While I don’t think this is completely the fault of welfare, there is no doubt the destruction of the black family has been caused by welfare programs, specifically the incentivization of having more children to receive more money.

According to the U.S. Census Bureau, 64 percent of children with unmarried parents and 31 percent of children with divorced parents grow up in poverty. But only 8.4 percent of children in two-parent families grow up poor.

Taxpayer-funded welfare in America is marketed by liberals as a “safety net.” But in reality it has become a multigeneration way of life.

I wouldn’t call it a way of life. It is imprisonment. You are imprisoned in your government squalor, and you are punished by any action you take to get out of it.

We need all American adults of able mind and body to contribute to our society by working (inside or outside the home), supporting their own families, and raising their own children. More women and men must step to the plate by getting and staying married.

In the coming years, once conservatives regain control of our government, we must enact policies that enable American adults to take responsibility for their own futures and their own children. We can afford the time and money to win “a war of necessity.” What we cannot afford, what is truly unsustainable, is our growing culture of dependence.

via The dependent class – Pittsburgh Tribune-Review.

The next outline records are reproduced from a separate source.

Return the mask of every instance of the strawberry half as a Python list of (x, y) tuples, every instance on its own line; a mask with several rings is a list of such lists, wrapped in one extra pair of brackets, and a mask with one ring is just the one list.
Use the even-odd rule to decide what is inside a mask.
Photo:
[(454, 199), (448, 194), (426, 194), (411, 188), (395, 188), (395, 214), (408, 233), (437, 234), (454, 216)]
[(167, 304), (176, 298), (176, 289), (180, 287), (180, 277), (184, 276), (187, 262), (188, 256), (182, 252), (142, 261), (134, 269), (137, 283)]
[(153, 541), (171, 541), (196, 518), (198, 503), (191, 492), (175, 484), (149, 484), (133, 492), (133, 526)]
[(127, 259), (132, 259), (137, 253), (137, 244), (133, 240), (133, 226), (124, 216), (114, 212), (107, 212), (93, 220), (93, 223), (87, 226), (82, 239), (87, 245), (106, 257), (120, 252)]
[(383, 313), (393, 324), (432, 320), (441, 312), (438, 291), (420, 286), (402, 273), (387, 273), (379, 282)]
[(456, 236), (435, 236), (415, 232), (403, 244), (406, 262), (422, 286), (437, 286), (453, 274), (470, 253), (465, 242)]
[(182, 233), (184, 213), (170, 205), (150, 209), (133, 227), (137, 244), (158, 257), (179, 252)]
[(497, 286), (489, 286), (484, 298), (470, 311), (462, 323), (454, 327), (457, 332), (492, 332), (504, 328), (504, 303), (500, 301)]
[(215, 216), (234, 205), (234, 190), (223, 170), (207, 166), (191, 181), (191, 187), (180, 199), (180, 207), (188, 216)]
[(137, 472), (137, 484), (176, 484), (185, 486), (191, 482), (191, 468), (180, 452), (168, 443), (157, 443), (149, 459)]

I agree with Glen’s general article, but this is where conservatives start heading in the wrong direction. We do not need to “enact policies that enable American adults to take responsibility for their own futures and their own children.” All we need to do is take away the incentives of not taking responsibility for you and your children. To do that, we should set a path to end all entitlement programs. I know we couldn’t do it cold turkey, but we should set a plan to do it over the next decade. We should make people understand that no one owes them anything, and that they will need to take care of themselves and their families. Families, neighors, and churches will pick up the slack for those who can’t fend for themselves. This is how it used to be done, and people were much better off.